BREMERTON, Wash. -- Inside their new Bremerton home newlywed Michelle Meli prepares dinner by herself.
It’s not a new scenario.
She hasn’t spoken to her husband since weeks before the government shutdown.
"It's hard," Meli said starting to cry. "It's hard to know what's right for us and I don’t want to do anything wrong. I want him to be proud."
That’s because her husband Charlie Boaz is deployed aboard the USS Kentucky, a ballistic missile submarine, based out of Naval Base Kitsap.
"It's really frustrating because he does a lot for his country so it's hard to see--and everyone else in the military who does a lot for their country--it’s hard to see that the government isn’t going to pay them," said Meli.
His paycheck may be put on hold, but his mission doesn’t stop.
Neither do the bills his wife is managing back at home.
"We just moved into the house a few months ago so our bills just went up and with me not working," said Meli, who is studying fulltime to become a medical assistant. "It's kind of stressful and on top of that I kind of have to decide what’s best for us, without being able to talk to him."
Even more difficult--the confusion that comes with latest circumstances.
"There's a lot of things on base that are closing.
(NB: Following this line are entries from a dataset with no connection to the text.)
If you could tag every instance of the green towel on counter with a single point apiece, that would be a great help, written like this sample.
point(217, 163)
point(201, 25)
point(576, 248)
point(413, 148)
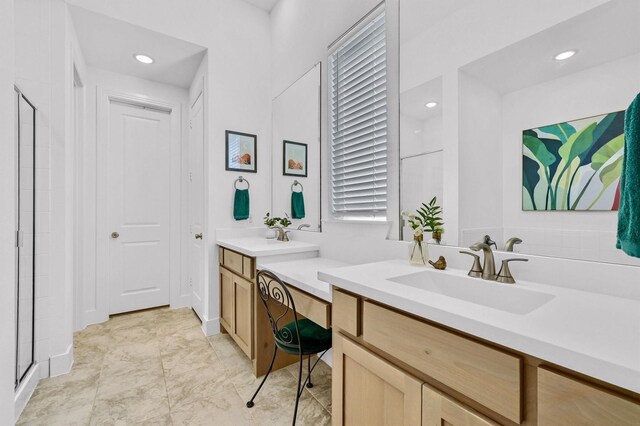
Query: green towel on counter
point(241, 204)
point(297, 205)
point(629, 213)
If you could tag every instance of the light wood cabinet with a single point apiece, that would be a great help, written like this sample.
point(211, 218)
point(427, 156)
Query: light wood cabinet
point(367, 390)
point(438, 409)
point(380, 354)
point(484, 374)
point(236, 309)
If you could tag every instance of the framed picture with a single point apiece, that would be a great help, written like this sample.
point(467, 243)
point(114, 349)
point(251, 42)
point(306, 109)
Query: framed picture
point(294, 159)
point(241, 152)
point(575, 165)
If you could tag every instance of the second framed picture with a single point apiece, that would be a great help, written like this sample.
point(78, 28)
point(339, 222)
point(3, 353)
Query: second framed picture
point(294, 158)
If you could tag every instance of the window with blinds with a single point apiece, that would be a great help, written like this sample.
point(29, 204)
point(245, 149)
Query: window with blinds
point(358, 120)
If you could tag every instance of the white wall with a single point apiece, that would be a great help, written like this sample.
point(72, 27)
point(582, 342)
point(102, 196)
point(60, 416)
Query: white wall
point(93, 299)
point(7, 214)
point(481, 156)
point(599, 90)
point(237, 36)
point(476, 31)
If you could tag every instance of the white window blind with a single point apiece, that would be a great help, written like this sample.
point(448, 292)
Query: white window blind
point(358, 120)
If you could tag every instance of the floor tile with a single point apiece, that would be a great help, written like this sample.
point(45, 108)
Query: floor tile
point(156, 367)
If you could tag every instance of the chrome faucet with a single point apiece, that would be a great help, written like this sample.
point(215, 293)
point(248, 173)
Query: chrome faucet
point(282, 233)
point(489, 265)
point(508, 246)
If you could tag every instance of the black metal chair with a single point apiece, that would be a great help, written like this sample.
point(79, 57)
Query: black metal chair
point(300, 337)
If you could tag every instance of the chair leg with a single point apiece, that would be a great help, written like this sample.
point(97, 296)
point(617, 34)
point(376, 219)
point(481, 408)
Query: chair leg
point(309, 384)
point(299, 391)
point(250, 402)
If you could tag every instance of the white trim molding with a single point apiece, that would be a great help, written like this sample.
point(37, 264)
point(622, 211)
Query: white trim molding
point(210, 326)
point(62, 363)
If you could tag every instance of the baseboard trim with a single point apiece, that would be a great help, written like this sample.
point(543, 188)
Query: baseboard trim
point(61, 364)
point(328, 358)
point(210, 326)
point(25, 390)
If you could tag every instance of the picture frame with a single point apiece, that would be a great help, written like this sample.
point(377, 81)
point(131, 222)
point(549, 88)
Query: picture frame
point(573, 165)
point(294, 159)
point(241, 154)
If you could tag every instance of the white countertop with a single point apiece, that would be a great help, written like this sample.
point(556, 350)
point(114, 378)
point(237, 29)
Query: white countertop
point(260, 246)
point(591, 333)
point(303, 274)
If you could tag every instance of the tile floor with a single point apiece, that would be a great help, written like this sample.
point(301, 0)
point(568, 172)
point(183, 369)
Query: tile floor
point(156, 367)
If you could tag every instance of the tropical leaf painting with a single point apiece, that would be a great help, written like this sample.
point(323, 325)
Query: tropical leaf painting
point(574, 165)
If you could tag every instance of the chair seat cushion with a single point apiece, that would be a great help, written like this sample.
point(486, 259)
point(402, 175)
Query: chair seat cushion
point(314, 337)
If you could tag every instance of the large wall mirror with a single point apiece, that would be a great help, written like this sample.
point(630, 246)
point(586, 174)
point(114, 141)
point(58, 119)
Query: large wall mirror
point(296, 152)
point(490, 120)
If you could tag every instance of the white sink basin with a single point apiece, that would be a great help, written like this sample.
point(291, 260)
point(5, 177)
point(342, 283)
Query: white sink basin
point(505, 297)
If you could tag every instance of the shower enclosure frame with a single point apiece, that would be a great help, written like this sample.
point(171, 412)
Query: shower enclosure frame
point(20, 96)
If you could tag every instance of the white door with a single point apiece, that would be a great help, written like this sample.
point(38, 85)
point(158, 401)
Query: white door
point(195, 205)
point(138, 202)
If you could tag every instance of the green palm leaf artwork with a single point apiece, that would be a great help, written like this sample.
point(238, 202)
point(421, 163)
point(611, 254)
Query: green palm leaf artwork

The commissary is where the food is and we've heard it's staying open and we've also heard that it's not staying open," said Meli.
And what about the childcare for other military wives who have kids?
"There's a lot-- we don’t really know what's happening,"
It’s a lot for this new wife to tackle and with no nearby family to lean on.
"He’d say I could do it," said Meli, when asked what her husband would think of all this. "He says I'm strong."